The other choice is an e-sign (estimated) on the label. Almost all the easter eggs you find in supermarkets carry the e-sign. Packers using the e-sign must ensure that the average amount of chocolate from an entire batch of eggs is at least equal to the weight on the bag. That means there is a chance that your 250g bag of assorted chocolate easter eggs could weigh less than 250 grams. There is also a chance that they could weigh more. But there is a minimum weight in place to protect against significant variations.

NMi guarantees accuracy
This is difficult to check in the store. Fortunately, NMi (the Netherlands Metrology Institute) can help. Before placing the e-mark on bags of chocolate eggs, NMi inspects the packer’s dosing and filling process on behalf of the government. That inspection includes testing the packers’ measuring instruments and reviewing their procedures.

Chocolate eggs are weighed on a machine with as many as 24 weighing trays. Each one holds a random quantity of eggs, and once they reach a pre-set total weight, the eggs fall through a funnel into a bag.

After a bag is filled, the packer checks whether the weight of the chocolate in the bags meets requirements by using manual or automatic weighing scales, which must also comply with the legal standards of the Metrology act. The accuracy of these scales is important: imagine if they showed 250 grams when in fact there was only 247 grams on the scale!? There would be a whole batch containing too little chocolate. Consumers would not be happy bunnies…

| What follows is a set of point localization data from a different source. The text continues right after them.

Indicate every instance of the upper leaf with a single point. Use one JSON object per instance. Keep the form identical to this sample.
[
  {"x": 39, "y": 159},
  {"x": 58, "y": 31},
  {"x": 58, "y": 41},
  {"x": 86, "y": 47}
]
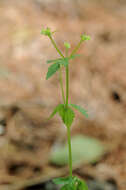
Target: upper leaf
[
  {"x": 67, "y": 45},
  {"x": 74, "y": 56},
  {"x": 62, "y": 180},
  {"x": 80, "y": 109},
  {"x": 85, "y": 37},
  {"x": 52, "y": 69},
  {"x": 54, "y": 60},
  {"x": 46, "y": 32},
  {"x": 62, "y": 61},
  {"x": 82, "y": 185}
]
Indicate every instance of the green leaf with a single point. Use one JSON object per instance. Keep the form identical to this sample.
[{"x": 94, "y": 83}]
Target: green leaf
[
  {"x": 82, "y": 185},
  {"x": 67, "y": 45},
  {"x": 85, "y": 37},
  {"x": 54, "y": 60},
  {"x": 61, "y": 61},
  {"x": 80, "y": 109},
  {"x": 52, "y": 69},
  {"x": 67, "y": 187},
  {"x": 46, "y": 32},
  {"x": 74, "y": 56},
  {"x": 62, "y": 180},
  {"x": 67, "y": 115},
  {"x": 56, "y": 109},
  {"x": 80, "y": 152}
]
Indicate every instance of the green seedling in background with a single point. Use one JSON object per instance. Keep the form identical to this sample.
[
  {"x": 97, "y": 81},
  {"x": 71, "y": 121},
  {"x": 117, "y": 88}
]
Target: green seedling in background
[{"x": 65, "y": 110}]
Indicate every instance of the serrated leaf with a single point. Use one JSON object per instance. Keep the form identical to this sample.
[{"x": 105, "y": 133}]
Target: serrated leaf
[
  {"x": 80, "y": 109},
  {"x": 67, "y": 115},
  {"x": 80, "y": 152},
  {"x": 56, "y": 109},
  {"x": 52, "y": 69}
]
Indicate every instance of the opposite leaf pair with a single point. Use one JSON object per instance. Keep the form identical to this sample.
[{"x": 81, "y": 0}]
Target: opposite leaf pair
[
  {"x": 71, "y": 183},
  {"x": 57, "y": 63},
  {"x": 67, "y": 114}
]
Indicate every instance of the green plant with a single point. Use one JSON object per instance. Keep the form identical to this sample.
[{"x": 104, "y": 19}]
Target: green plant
[{"x": 65, "y": 109}]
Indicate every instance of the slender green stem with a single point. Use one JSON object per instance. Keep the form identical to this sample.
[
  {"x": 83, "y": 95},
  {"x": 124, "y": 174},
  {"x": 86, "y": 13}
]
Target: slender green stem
[
  {"x": 60, "y": 72},
  {"x": 61, "y": 84},
  {"x": 76, "y": 48},
  {"x": 54, "y": 44},
  {"x": 70, "y": 152},
  {"x": 67, "y": 85},
  {"x": 67, "y": 80}
]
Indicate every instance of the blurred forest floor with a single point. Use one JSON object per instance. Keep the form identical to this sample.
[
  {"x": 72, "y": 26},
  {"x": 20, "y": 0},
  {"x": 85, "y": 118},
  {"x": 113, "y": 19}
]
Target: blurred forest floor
[{"x": 98, "y": 82}]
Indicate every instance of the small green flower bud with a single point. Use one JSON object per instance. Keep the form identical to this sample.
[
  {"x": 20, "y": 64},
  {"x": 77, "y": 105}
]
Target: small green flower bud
[
  {"x": 67, "y": 45},
  {"x": 85, "y": 37}
]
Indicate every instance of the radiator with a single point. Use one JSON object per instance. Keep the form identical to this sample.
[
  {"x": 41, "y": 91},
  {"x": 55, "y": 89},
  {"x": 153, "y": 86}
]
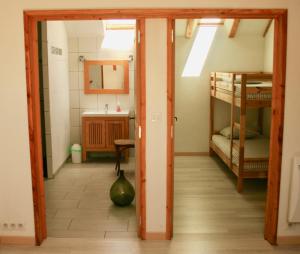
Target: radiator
[{"x": 294, "y": 202}]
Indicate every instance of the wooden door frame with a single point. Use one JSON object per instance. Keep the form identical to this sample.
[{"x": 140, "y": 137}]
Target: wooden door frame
[
  {"x": 278, "y": 98},
  {"x": 31, "y": 18}
]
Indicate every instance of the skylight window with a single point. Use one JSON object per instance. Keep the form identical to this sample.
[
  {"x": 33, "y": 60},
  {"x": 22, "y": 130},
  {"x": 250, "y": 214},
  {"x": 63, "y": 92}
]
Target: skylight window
[
  {"x": 200, "y": 49},
  {"x": 118, "y": 34}
]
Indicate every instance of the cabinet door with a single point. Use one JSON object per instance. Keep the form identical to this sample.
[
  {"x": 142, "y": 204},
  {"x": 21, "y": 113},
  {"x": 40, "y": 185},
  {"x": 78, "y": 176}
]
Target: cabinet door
[
  {"x": 115, "y": 129},
  {"x": 95, "y": 133}
]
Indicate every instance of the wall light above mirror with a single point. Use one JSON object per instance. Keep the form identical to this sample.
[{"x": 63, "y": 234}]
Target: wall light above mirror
[{"x": 106, "y": 77}]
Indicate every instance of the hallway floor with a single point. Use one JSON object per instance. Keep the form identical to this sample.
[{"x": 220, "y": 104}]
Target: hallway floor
[
  {"x": 78, "y": 202},
  {"x": 210, "y": 216}
]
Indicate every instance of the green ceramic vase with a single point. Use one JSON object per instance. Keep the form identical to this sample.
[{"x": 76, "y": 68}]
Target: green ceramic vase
[{"x": 122, "y": 192}]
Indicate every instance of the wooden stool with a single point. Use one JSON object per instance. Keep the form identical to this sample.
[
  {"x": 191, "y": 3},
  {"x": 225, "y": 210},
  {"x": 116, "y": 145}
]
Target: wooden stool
[{"x": 121, "y": 145}]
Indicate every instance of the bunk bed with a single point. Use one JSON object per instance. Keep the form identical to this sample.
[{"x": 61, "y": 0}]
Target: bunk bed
[{"x": 245, "y": 157}]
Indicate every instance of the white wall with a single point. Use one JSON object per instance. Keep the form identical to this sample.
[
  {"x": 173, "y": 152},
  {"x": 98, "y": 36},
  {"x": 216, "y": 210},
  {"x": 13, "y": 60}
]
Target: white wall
[
  {"x": 242, "y": 53},
  {"x": 58, "y": 93},
  {"x": 90, "y": 48},
  {"x": 156, "y": 124},
  {"x": 15, "y": 174}
]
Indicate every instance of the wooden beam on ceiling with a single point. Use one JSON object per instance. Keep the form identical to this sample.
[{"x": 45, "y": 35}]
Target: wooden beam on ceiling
[
  {"x": 190, "y": 28},
  {"x": 267, "y": 27},
  {"x": 234, "y": 28},
  {"x": 120, "y": 26}
]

Packers can carry out checks via random sampling, and NMi can verify whether they do this enough and whether they use the correct approval and rejection criteria. In addition, packers regularly weigh the bags on an even more accurate scale and count the number of eggs to know how much packaging material (bags and wrappers) to subtract from the gross weight.

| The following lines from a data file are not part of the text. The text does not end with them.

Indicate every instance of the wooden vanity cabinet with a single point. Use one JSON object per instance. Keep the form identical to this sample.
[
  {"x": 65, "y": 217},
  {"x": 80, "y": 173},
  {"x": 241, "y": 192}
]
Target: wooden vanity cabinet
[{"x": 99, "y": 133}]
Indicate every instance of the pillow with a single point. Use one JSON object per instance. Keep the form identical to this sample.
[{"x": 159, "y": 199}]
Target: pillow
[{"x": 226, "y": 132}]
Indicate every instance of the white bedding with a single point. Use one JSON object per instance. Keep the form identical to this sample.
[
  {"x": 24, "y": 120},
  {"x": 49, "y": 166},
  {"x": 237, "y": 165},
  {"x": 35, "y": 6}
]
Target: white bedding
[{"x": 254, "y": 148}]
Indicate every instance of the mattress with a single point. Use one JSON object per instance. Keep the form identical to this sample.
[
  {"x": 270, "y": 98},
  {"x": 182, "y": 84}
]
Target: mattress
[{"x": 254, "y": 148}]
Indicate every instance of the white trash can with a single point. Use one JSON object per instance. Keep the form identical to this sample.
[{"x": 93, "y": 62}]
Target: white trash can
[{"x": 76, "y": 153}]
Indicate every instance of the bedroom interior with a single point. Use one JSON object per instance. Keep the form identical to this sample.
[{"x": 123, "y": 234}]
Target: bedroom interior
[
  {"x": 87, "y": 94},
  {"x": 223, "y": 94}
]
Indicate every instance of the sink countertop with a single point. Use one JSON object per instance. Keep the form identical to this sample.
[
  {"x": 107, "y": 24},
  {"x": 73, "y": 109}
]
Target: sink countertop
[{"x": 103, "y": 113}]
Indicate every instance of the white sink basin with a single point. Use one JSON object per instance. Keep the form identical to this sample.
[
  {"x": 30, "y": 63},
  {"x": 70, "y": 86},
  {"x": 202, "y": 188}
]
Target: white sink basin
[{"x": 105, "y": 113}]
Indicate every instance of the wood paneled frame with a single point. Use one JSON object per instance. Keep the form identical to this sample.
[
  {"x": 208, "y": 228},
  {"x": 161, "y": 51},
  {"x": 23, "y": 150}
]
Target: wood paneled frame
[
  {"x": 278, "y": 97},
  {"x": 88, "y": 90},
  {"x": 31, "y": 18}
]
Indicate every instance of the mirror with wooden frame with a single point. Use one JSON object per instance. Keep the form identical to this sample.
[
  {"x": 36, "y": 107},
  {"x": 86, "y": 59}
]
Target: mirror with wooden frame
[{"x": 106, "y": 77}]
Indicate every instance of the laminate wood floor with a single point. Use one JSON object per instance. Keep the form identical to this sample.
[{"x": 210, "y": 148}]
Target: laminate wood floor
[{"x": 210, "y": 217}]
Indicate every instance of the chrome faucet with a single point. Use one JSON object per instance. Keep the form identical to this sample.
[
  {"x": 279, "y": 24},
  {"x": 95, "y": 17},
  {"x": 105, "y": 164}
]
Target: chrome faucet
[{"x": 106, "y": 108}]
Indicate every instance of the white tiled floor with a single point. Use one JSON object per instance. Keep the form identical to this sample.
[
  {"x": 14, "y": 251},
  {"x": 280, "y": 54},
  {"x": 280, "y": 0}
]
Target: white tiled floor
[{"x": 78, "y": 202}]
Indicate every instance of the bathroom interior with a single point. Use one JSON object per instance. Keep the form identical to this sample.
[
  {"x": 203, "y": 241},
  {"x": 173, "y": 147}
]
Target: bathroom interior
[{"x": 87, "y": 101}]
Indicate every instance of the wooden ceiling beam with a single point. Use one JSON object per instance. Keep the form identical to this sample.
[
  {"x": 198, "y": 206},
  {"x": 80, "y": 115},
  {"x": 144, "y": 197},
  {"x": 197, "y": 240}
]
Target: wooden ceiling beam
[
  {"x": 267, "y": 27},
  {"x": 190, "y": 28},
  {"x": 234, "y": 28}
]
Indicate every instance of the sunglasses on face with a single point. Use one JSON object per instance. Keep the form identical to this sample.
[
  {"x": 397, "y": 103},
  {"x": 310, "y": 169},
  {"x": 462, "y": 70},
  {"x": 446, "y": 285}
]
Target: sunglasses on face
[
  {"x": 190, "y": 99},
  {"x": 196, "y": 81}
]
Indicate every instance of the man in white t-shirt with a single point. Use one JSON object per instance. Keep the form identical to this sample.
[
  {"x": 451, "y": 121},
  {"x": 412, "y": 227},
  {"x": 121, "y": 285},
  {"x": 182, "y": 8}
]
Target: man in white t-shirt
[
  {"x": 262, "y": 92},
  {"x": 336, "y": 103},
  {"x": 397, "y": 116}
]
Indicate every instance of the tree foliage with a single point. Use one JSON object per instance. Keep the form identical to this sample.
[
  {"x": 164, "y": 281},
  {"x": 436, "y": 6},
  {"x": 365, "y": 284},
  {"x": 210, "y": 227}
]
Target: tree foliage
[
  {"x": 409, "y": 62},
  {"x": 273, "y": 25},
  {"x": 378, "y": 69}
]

If the amount of product on the label is expressed in volume, packers will also measure density. This measurement method needs to be very precise because a small error can have a major impact on product volume.

Once all these procedures are approved by NMi, they are recorded and recognized. From that moment on, the packer is obliged to always pack the eggs in this way. If anything changes in the process, the packer needs to re-apply for approval at NMi.

Peace of mind for consumers
Thanks to the e-mark and NMi, consumers can rest assured that their favourite pre-packaged chocolate eggs are measured without the wrappers and that the weight of the chocolate is correct according to the label. And if you receive one egg too few, the next bag will contain an extra egg. This is all guaranteed and controlled by the packer, according to procedures recognized by NMi.